Nan Jiang received the B.S. degree in electronics and information engineering from Huazhong University of Science and Technology (HUST), Wuhan, China, in 2006. She is currently pursuing the Ph.D degree in the Department of Electronics and Information Engineering, HUST. Her research interests include computer vision and pattern recognition.

Wenyu Liu (M08) received the B.S. degree in computer science from Tsinghua University, Beijing, China, in 1986, and the M.S. and Ph.D. degrees in electronics and information engineering from Huazhong University of Science and Technology (HUST), Wuhan, China, in 1991 and 2001, respectively. He is now a Professor and Associate Dean of the Department of Electronics and Information Engineering, HUST. His current research areas include multimedia information processing, and computer vision.

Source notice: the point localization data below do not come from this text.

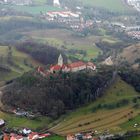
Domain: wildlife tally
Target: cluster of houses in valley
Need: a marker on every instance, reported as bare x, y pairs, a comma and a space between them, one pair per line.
24, 134
135, 4
16, 2
73, 20
73, 67
131, 31
20, 134
81, 136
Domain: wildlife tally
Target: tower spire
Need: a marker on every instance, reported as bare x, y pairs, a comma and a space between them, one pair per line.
60, 60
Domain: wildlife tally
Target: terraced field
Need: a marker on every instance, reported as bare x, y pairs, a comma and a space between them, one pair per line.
84, 119
65, 39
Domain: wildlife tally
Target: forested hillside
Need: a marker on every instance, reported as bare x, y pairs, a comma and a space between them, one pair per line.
57, 93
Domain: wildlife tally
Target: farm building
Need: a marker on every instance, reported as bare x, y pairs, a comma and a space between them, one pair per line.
72, 67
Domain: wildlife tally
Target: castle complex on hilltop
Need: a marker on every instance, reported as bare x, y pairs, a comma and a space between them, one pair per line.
73, 67
56, 3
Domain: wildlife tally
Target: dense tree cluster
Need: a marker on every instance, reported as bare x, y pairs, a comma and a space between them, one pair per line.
132, 77
44, 53
58, 93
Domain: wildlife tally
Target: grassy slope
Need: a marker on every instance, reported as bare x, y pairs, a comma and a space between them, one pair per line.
57, 38
113, 5
18, 59
55, 138
13, 121
102, 119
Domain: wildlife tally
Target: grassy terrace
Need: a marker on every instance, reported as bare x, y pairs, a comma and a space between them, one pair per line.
64, 39
13, 121
19, 66
35, 10
115, 120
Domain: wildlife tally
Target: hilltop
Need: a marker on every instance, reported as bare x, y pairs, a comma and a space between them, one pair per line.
130, 54
58, 92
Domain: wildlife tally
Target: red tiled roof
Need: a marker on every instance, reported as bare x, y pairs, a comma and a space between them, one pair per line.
76, 64
33, 136
6, 137
44, 135
55, 67
90, 64
40, 69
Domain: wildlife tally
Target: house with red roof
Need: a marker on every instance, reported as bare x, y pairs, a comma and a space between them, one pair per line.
33, 136
72, 67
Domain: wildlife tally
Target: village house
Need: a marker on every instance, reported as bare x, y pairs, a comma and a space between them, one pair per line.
72, 67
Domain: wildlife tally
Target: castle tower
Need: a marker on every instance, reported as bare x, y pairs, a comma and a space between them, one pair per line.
56, 3
60, 60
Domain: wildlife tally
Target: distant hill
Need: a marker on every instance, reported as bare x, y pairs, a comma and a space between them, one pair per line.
112, 5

Ying Wu (SM06) received the B.S. degree from Huazhong University of Science and Technology, Wuhan, China, in 1994, the M.S. degree from Tsinghua University, Beijing, China, in 1997, and the Ph.D. degree in electrical and computer engineering from the University of Illinois at Urbana-Champaign (UIUC), Urbana, in 2001. From 1997 to 2001, he was a Research Assistant at the Beckman Institute for Advanced Science and Technology, UIUC. During summer 1999 and 2000, he was a research intern with Microsoft Research, Redmond, WA. In 2001, he joined the Department of Electrical and Computer Engineering, Northwestern University, Evanston, IL, as an Assistant Professor. He is currently an Associate Professor of electrical engineering and computer science at Northwestern University. His current research interests include computer vision, image and video analysis, pattern recognition, machine learning, multimedia data mining, and human-computer interaction. Dr. Wu serves as an associate editor for IEEE TRANSACTIONS ON IMAGE PROCESSING, the SPIE Journal of Electronic Imaging, and the IAPR Journal of Machine Vision and Applications. He received the Robert T. Chien Award at UIUC in 2001 and the National Science Foundation CAREER Award in 2003.